A Seriously Cool Monument


Although, if I understand it correctly, it’s a monument to autocracy: “everyone stop fighting because if you keep it up you’ll die.” It’s not the best argument for peaceful resolution of political division but I guess it works.

I had never heard of this before, and I am bummed because I’d have gone out of my way to visit it last time I was in Norway, because: swords! [vn]

“Whoever can draw these swords from this mountain, shall be three-armed king of Scandinavia!”

Have any of you been to this monument? If you have pictures you wish me to post, feel free to email them to me (I have to upload pictures to FTB if you want to link them in comments)

If I recall correctly, Harald “christianized” Norway by saying, in effect, “Christians, right?”(waving a 30-foot sword) and everyone said, “we sure are, boss!” Harald knew how to get things done.

It’s one of the coolest monuments I’ve seen. Now, I call upon the Japanese to ante up with a gigantic Katana sticking into the ground, somewhere, like at the end of Seven Samurai only 30 feet high.

 

Comments

  1. says

    Atlas Obscura covered these a while back, and I was seriously impressed. Still am. I think that’s a grand monument.

  2. witm says

    The monument commemorates the Battle of Hafrsfjord and it was one of the the key battles in the unification of Norway. The Christian thing came much (about 100 years later). It’s actually the second monument to the battle, but the first is in another municipality, so I think Stavanger/Sandnes must have decided they wanted a cooler one during the oil boom of the 80s.

    As for visiting it, I drove past it more or less every day I took the bus to the gym in High School. It’s cool, but living nearby you get far too blase about cool stuff, so it’s good to see other people can appreciate it.

    As for Japan doing something similar — there is a different aesthetic to the monuments here.

  3. Ice Swimmer says

    Apropos the power line, why are there six conductors. I can guess that the lower four are the hot L1, L2, L3 and the neutral (N), but what about the top two? Are they high-voltage DC conductors (+ and -)?

  4. cvoinescu says

    Ice Swimmer:

    No. That’s basically two separate power lines, with three line conductors each, roughly in a triangle shape, one on each side of the pylon. There’s a seventh, much thinner earth (and neutral) conductor at the very top of the pylons, and connected to them. HVAC lines are used in a delta configuration, so there’s no need for a substantial neutral conductor. This configuration is very common, to the point that they often install six-conductor pylons but with only three conductors installed (all on one side) until the second line is needed.

    Fun fact: because the capacitance of the conductors depends on their position on the pylons (distance to ground etc), and the difference can become significant over long distances, the phases are swapped round at regular intervals.

  5. says

    The power distribution system in parts of Northern Europe goes into a house as three-phase, and single-phase appliances are connected between two phases.

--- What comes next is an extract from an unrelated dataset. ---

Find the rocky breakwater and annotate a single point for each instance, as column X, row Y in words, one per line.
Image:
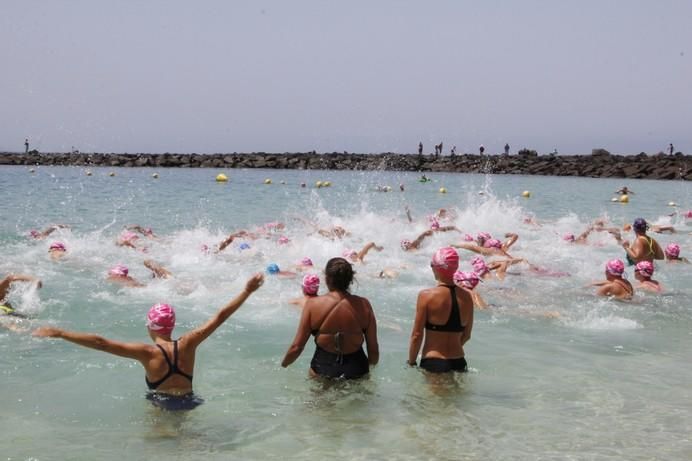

    This has the disadvantage of needing twice as many fuses, or double-sensing, double-switching MCBs.

  6. Owlmirror says

    Tangential to the topic of swords, I was doing a partial archive dive of Gunnerkrigg Court (recommended), and I thought you might like this bonus page — more for the juxtaposition with the blunt statements in the speech bubble than for the swords in and of themselves. I thought it reminiscent of that “weapons are unfortunate instruments” line.

  7. invivoMark says

    Anybody seen Trollhunter? The top two wires on the power lines make the electric fence to keep the Jotnar in their territory!